Solution: We want to minimize $\cos(v,Tv)=\frac{\langle v,Tv \rangle}{\|v\|\|Tv\|}$, or equivalently, its square $\frac{\langle v,Tv\rangle^2}{\langle v,v\rangle\langle Tv,Tv\rangle}$.
Since the angle between any vector $v\neq 0$ and its image $Tv$ doesn't change if we rescale $v$, we can rescale at our wish. I choose to restrict to those $v$ such that the numerator $g(v)=\langle v,Tv\rangle$ equals 1, so now the problem is equivalent to minimizing the denominator $f(v)=\langle v,v\rangle\langle Tv,Tv\rangle$, and now there are no divisions bothering.
Critical points of this restricted function are given by the equation $df(v)=\lambda dg(v)$, where $\lambda\in\mathbb R$ is a Lagrange multiplier. We calculate
$dg(v)=\langle v,T-\rangle+\langle -,Tv\rangle=2\langle Tv,-\rangle$ and
$df(v)=2\langle v,-\rangle\langle Tv,v\rangle+2\langle v,v\rangle\langle Tv,T-\rangle=2\|Tv\|^2\langle v,-\rangle+2\|v\|^2\langle T^2v,-\rangle$.
The critical point equation can now be rewritten:
$\langle \|Tv\|^2v+\|v\|Tv-\lambda Tv,-\rangle=0$
so $v$, $Tv$, and $T^2v$ are linearly dependent when $v$ is a critical point. But we know by Vandermonde that they would be independent if $v$ had nonzero projections in three eigenspaces[...]. So we can restrict to each plane spanned by two eigenvectors, where we must solve our problem in the case $n=2$, being only interesting the case in which the two eigenvalues are different, because otherwise $v$ is also an eigenvector and the angle will be zero. Now I have little time to write, but the problem can be solved by single variables methods (parametrizing the circle with the usual $\cos$ and $\sin$).
Calculations seem to get a little nicer if we express $T=S^2$, by letting $S$ be the only positive selfadjoint square root of $T$, with eigenvalues $\theta_0\geq\dots\theta_{n-1}>0$. We then have $g(v)=\langle Sv,Sv\rangle=\|Sv\|^2$, and $f(v)=\|v\|^2\|S^2v\|^2$.

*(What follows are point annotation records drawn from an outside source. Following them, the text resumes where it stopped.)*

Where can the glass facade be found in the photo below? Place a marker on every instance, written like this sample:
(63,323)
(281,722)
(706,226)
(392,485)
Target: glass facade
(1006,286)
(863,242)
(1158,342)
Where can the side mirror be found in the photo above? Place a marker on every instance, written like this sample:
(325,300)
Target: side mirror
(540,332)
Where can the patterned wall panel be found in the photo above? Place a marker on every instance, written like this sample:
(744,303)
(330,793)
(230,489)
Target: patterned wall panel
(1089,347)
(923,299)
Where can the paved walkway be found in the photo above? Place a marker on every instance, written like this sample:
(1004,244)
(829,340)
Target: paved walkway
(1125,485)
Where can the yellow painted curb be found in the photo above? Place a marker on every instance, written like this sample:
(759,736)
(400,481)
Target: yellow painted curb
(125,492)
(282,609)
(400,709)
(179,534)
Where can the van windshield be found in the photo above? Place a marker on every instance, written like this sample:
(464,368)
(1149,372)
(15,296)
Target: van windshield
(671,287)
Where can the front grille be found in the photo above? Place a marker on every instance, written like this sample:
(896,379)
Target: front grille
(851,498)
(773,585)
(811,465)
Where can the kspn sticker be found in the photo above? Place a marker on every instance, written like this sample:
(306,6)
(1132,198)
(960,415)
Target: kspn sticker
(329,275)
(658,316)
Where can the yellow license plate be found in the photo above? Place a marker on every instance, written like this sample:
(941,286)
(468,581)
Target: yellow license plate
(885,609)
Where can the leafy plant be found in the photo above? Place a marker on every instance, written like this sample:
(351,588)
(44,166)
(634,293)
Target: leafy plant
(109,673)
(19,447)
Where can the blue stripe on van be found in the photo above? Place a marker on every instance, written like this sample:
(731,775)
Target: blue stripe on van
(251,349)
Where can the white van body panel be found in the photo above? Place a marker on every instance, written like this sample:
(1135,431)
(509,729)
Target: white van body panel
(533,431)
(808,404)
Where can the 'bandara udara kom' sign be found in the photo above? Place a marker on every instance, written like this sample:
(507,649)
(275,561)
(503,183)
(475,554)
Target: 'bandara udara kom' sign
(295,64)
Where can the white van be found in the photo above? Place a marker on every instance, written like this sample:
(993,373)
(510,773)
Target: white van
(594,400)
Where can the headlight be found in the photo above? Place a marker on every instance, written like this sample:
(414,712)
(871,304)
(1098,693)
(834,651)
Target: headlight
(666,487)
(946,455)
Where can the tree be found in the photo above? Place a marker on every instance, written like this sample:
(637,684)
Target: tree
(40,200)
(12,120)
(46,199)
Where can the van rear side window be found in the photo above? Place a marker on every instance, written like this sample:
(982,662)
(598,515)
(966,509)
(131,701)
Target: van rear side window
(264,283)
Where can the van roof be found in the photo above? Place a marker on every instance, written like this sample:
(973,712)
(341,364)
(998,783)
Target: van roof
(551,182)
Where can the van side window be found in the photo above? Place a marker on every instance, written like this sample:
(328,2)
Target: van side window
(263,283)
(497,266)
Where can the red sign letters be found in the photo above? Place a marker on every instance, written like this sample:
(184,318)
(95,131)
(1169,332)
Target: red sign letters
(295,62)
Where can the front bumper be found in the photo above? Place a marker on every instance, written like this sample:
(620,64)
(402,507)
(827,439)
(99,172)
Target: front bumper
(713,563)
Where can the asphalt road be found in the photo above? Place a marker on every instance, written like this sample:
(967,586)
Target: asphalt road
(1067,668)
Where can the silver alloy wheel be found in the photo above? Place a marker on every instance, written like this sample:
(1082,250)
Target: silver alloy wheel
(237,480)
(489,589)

Also, the symmetry is greater if we work in terms in terms of the variable $w=Sv$, so that $g=\|w\|^2$ and $f=\|S^{-1}w\|^2\|Sw\|^2$. If $w=\alpha v_i+ \beta v_j$ were $v_i$ and $v_j$ are eigenvectors of $S$ with eigenvalues $\theta_i$ and $\theta_j$ and $i\leq j$, the four critical points can be found after some calculations, and they are given by $\alpha^2=\beta^2=\frac 12$. The cosine of the angle is then $\frac{\langle w,w\rangle}{\|S^-1w\|\|Sw\|}=\frac{\theta_i\theta_j}{2(\theta_i^2\theta_j^2)}=\frac 12 (\frac{\theta_i}{\theta_j}+\frac{\theta_j}{\theta_i})$.
Once solved the case $n=2$, we want to select $i$ and $j$ so that $(\frac{\theta_i}{\theta_j}+\frac{\theta_j}{\theta_i})$ is maximum. But the function $h(t)=t+t^{-1}$ increases in the interval $[1,+\infty)$ so the value $t=\frac{\theta_i}{\theta_j}$ should be chosen as large as possible by maximizing $\theta_i$ and minimizing $\theta_j$.